Злая кровь — страница 16 из 57

Аня вышла из ступора, только когда Князь удалился. Все еще перепуганная насмерть, она кинулась к Яну.

Ян выглядел ужасно. Как жертва голодомора. Как зомби, выбравшийся из склепа.

— Ян, тебе очень плохо? — пролепетала Аня. — Ты слышишь меня?

— Все хорошо, — пробормотал Ян и — о счастье! — даже сумел подняться, опираясь на ее руку.

— Чем тебе помочь?..

— Ничем.

Ян на мгновение закрыл глаза, будто прислушиваясь к чему-то внутри себя, а когда снова посмотрел на Аню, его взгляд стал более осмысленным, и он смог выпрямиться, больше не наваливаясь на нее всем телом.

— Не бойся, — проговорил он, — я смогу восстановить силы. Отведи меня к машине. Боюсь только, тебе придется самой сесть за руль.

Уходя, Аня не удержалась и взглянула в сторону Михаила. Тот тоже не остался без помощи. Варвара и еще кто-то из вампиров хотели помочь ему подняться, но Михаил оттолкнул их руки. И встал сам. Он не нуждался ни в чьей поддержке.

На один миг они снова встретились взглядами. Михаил, как и Ян, был похож на оживший скелет, обтянутый кожей, но смотрел нахально и иронично. Да еще и презрительно усмехнулся. И Ане очень захотелось, чтобы Михаил не увидел в ее глазах страха.


… Той ночью Аня впервые заботилась о своем Мастере. Она хотела отблагодарить Яна, ведь он пострадал, защищая ее от наглеца, и уговорила его позволить ей привести для него добычу. Все прошло как по маслу: она завела разговор с двумя праздношатающимися студентами, заворожила их и привела в дом. Она хотела, чтобы Ян покормился от обоих — ведь ему нужно восстанавливать силы, но тот ответил, что ему вполне хватит одного, и второго отдал Ане. После насыщения Аня отвела парией в скверик неподалеку и оставила на лавочке: через несколько минут они придут в себя.

Когда она вернулась домой, Ян лежал в своей комнате на кровати.
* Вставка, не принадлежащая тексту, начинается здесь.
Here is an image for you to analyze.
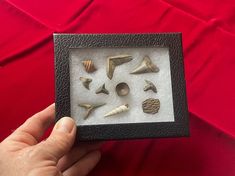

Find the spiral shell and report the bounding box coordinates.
[79,77,92,90]
[142,98,160,114]
[131,56,159,74]
[82,59,96,73]
[104,104,129,117]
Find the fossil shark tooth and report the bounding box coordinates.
[107,55,132,79]
[142,98,160,114]
[95,84,109,95]
[79,77,92,90]
[131,56,159,74]
[78,103,106,120]
[144,80,157,93]
[104,104,129,117]
[82,59,97,73]
[116,82,130,96]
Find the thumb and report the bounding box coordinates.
[39,117,76,160]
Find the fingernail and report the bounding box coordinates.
[56,117,75,133]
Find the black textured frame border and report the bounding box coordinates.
[54,33,189,141]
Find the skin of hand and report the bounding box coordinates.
[0,104,101,176]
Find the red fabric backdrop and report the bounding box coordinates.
[0,0,235,176]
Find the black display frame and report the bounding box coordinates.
[54,33,189,141]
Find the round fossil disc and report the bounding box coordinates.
[142,98,160,114]
[116,82,130,96]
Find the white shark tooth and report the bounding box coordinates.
[131,56,159,74]
[144,80,157,93]
[104,104,129,117]
[107,55,132,79]
[82,59,97,73]
[78,103,106,120]
[79,77,92,90]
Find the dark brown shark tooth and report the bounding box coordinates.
[107,55,132,79]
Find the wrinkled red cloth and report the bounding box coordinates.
[0,0,235,176]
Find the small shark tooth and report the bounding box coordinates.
[144,80,157,93]
[78,103,106,120]
[82,59,97,73]
[95,84,109,95]
[142,98,160,114]
[131,56,159,74]
[79,77,92,90]
[104,104,129,117]
[107,55,132,79]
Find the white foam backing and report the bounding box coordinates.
[70,48,174,125]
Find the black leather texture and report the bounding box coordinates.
[54,33,189,141]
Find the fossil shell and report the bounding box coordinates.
[144,80,157,93]
[107,55,132,79]
[116,82,130,96]
[95,84,109,95]
[142,98,160,114]
[82,59,96,73]
[131,56,159,74]
[104,104,129,117]
[78,103,106,119]
[79,77,92,90]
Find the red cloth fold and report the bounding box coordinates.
[0,0,235,176]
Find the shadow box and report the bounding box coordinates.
[54,33,189,141]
Выглядел он намного лучше, хотя и был еще очень слаб. Аня присела рядом и коснулась ладонью его щеки. Кожа Яна была холодной и сухой, как пергамент.

— Он ведь мог убить вас, — прошептала она, — и тебя, и Михаила. Мог, правда?

— Мог, — согласился Ян, — Но не стал бы. Князь просто наказал нас… и, говоря по правде, справедливо. Не следовало устраивать драку в его доме. Но я не сдержался.

И Ян улыбнулся каким-то своим мыслям.

— Я так испугалась, — всхлипнула Аня. Легла рядышком и обняла его. — Никогда еще мне не было так страшно. Думала, он убьет тебя. И я останусь совсем одна. Не представляю, как бы жила тогда. Наверное, я бы умерла.

Ян погладил ее по голове.

— Не умерла бы. Каждый вампир болезненно переживает смерть своего Мастера, но не умирает после его кончины. Иначе на Земле, пожалуй, не осталось бы ни одного вампира.

— Я не об этом, Ян… Мне кажется, я не смогла бы без тебя жить. Мне было бы слишком одиноко.

Она приподнялась на локте и посмотрела ему в глаза. Он грустно улыбнулся:

— Скоро рассветет. Боюсь, этот день я продрыхну мертвым сном. Так же, как и ты, мой Птенец, чтобы восстановить силы.

— Можно, я останусь с тобой? — попросила Аня. — Не хочу уходить.

— Оставайся.

Аня стянула тесные джинсы и улеглась рядом с Мастером, накрыв его и себя одним одеялом. Глаза слипались, но открывающиеся возможности не давали уснуть. Солнце встало из-за горизонта. Даже в кромешной тьме Аня почувствовала его приход. Сердце ее остановилось, и она умерла — чтобы снова пробудиться к не жизни, когда солнце уйдет.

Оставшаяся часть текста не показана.